If you’ve recently browsed Amazon for electronics, chances are you’ve stumbled across a brand called Amazon Basics. Amazon Basics is an Amazon house label which specialises in electronics and household goods. This includes items such as cables, ink cartridges, portable speakers, batteries, air conditioners, paper shredders, toasters, blenders, kettles, etc.
Amazon also has other house labels, albeit most with names that bear a less obvious connection to it e.g. Lark & Co, North Eleven and Society New York, to name just a few.
The products sold under these brand names are often priced incredibly low. As with most private labels, Amazon can undercut competitors by forgoing advertising and expensive packaging. Sweetening the deal even further, Amazon offers prime members additional incentives such as free shipping and a generous multiple on their cashback points. These can be considered legitimate synergies which Amazon exploits to gain a competitive advantage.
However, there are indications that Amazon may also use data to gain a competitive advantage in developing and selling these product lines — namely, the data it gets from Amazon Marketplace. Marketplace is the platform where third-party vendors can sell their goods on Amazon’s website. Amazon can (in theory at least) exploit this data -particularly when deciding regarding their private label products: It knows what products are in demand, at what price point and in what quantities — all without having to take any risks. Armed with this kind of information, Amazon can then easily muscle into any market it chooses to.
To make matters worse, Amazon typically dominates the online retail sector in the markets where it’s present. In Germany, (Amazon’s biggest market outside of the US) the e-commerce giant has nearly three times the revenue of its closest competitor, the homegrown former direct mail retailer Otto. The story is similar throughout Central and Western Europe, where Amazon is the top online retailer in most of the continent’s largest economies including the UK and France. Most merchants, therefore, cannot compete in online retail unless they sell on Amazon.
In its defence, Amazon claims “that it does not use data from one seller to compete directly with that seller”. However, this statement seems to leave open the possibility of collecting and using data across broader product categories. In addition, Amazon claims that its house labels constitute only 1 percent of revenue. However, it’s not clear why this would be reassuring to fledgeling small businesses like those which typically sell on Amazon Marketplace.
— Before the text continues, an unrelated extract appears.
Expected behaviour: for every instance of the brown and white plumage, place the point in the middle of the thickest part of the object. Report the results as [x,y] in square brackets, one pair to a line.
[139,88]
This is what regulators and lawmakers refer to as Amazon’s ‘dual role’: it is simultaneously a retailer and a marketplace. On the one hand, it creates the market by operating the infrastructure. On the other hand, it is also a player in this very same market:
“Operating both on an upstream intermediation market for businesses (“merchants”) and downstream retail markets vis-à-vis its end customers (“shoppers”) has created a strong conflict of interest for Amazon.”
However, to be fair, it must be said that the sales data which Amazon is collecting from Marketplace could possibly be used for entirely benign purposes — such as improving the platform. However, the potential for a conflict of interest exists and regulators have deemed it worth investigating — especially after allegations have surfaced that Amazon might be strong-arming some merchants which use its marketplace service.
Both EU-level and national regulators have recently launched investigations into Amazons conduct, looking specifically at its dual role.
The European Commission’s (EC) is looking into Amazon’s use of data by investigating whether the company sold the same products as the merchants which use its platform. The EC distributed Requests for Information (RFI) to merchants asking whether Amazon at some point sold the same products which they offered separately and, if so, how did Amazon treat the merchants once it entered the market. The RFIs also inquire regarding the data which merchants made available to Amazon “including (average) prices, quantities sold, specific conversion rates, rebate campaigns or quantities stocked.”
The European Commission has not yet specified whether the case against Amazon is under Article 101 or 102 of the Treaty on the Functioning of the European Union — or both. Article 102 forbids the abuse of dominant position while Article 101 prohibits collusion through an “exchange of information among competing merchants.”
For its part, Germany’s Bundeskartellamt (Federal Cartel Office) is looking specifically into Amazon’s “terms of business and practices on its German marketplace”.
While the cases are broadly similar, there is an important distinction between them: The EC is looking at ‘exclusionary abuse’ (conduct hindering the competitive opportunities of its rivals) which the Bundeskartellamt is probing alleged ‘exploitative abuse’ (imposing burdensome restrictions on Marketplace retailers which would not otherwise exist in a competitive environment.)
Amazon is even coming under fire in the US, where there has historically been far greater tolerance for dominant companies.
Presidential hopeful Elizabeth Warren’s plan to break up big tech calls for legislation that will designate some of these companies as “platform utilities” which will have to be “broken apart from any participant on that platform.”
This approach to anticompetitive practices can be considered an unusual and even radical turn of events in the United States, where there historically been a certain tolerance for dominant companies. In fact, if consumer prices did not increase, dominance was even considered the inevitable consequence of doing good business.
Considering these developments, it seems reasonable to conclude that a general antipathy is setting in towards the inescapable market dominance of tech giants.